Приговор прозвучал: ABSOLVO.

— Притворщики! — поморщился Рутилий Руф. — И как это заседатели их не раскусили? Туника у него рвется, как бумага, и он щеголяет перед всем миром в набедренной повязке — дивись, Юпитер! О чем это говорит?

— О том, что Аквилий с Антонием заранее обо всем договорились, — сказал Марий, широко улыбаясь.

— А мне это говорит о том, что Аквилий не рискнул покрасоваться без набедренной повязки, — вставил Сулла.

Отсмеявшись, Рутилий Руф обратился к Марию:

— Луций Корнелий сообщил мне, что намерен отбыть вместе с Титом Дидием в Ближнюю Испанию. Что ты на это скажешь?

— Скажу, что это самое лучшее, что сейчас может предпринять Луций Корнелий, — спокойно ответил Марий. — Квинт Серторий выставляет свою кандидатуру на выборах военного трибуна, поэтому, полагаю, в Испанию отправится и он.

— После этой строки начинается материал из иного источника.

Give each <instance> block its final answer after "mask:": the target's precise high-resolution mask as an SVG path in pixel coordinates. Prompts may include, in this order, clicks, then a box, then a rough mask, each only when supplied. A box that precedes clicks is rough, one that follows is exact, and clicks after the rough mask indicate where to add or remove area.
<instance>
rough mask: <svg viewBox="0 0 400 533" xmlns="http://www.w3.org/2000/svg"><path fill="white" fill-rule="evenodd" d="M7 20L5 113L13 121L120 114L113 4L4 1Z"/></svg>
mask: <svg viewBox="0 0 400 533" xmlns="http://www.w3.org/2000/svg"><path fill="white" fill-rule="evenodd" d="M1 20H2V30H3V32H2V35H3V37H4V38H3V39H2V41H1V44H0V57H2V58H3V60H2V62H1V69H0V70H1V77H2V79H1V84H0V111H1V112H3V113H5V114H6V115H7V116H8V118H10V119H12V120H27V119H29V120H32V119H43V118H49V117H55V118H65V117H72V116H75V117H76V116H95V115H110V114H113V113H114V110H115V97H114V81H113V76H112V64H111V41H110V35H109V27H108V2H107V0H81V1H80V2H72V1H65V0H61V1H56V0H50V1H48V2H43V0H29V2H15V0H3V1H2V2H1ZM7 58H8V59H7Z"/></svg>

— Ты как будто не очень удивлен?

— Совсем не удивлен. Новость об Испании уже завтра станет всеобщим достоянием. В храме Беллоны собирается Сенат. Мы отправим Тита Дидия воевать с кельтиберами, — объяснил Марий. — Он — человек достойный, толковый воин и довольно талантливый полководец. Особенно когда его противники — галлы, к какой бы разновидности они ни принадлежали. Да, Луций Корнелий, для успеха на выборах лучше тебе направиться в Испанию в роли легата, нежели скитаться по Анатолии в компании с частным лицом.

* * *

«Частное лицо» отбыл в Тарент на следующей неделе, сперва находясь в некоторой растерянности, поскольку впервые в жизни отправился в путешествие в сопровождении жены и сына. Воину подобает путешествовать налегке, с максимально возможной скоростью, и не давать в пути спуску лентяям-солдатам. Однако Гаю Марию предстояло вскоре выяснить, что жены придерживаются на сей счет иных воззрений. Юлия изъявила намерение захватить с собой половину челяди, в том числе кухарку, готовившую только для детей, учителя Мария-младшего и девицу, творившую чудеса с прической Юлии. Пришлось брать с собой все игрушки Мария-младшего, все его учебники, а также личную библиотеку его учителя, одежду на все случаи жизни и различные предметы, которых, как была уверена Юлия, не существует вне Рима.

— Нас всего трое, а мы отягощены большим количеством скарба и прислужников, нежели парфянский царь, отправляющийся из Селевкии-на-Тигре в Экбатану, — ворчал Марий, видя по прошествии трех дней, что, следуя по Латинской дороге, они добрались только до Анагнии.

Однако он мирился с этим еще три недели, пока они, измученные жарой, не дотащились до Венузии (что на Аппиевой дороге), где обнаружилось, что постоялого двора, способного вместить всю их челядь и скарб, просто не существует.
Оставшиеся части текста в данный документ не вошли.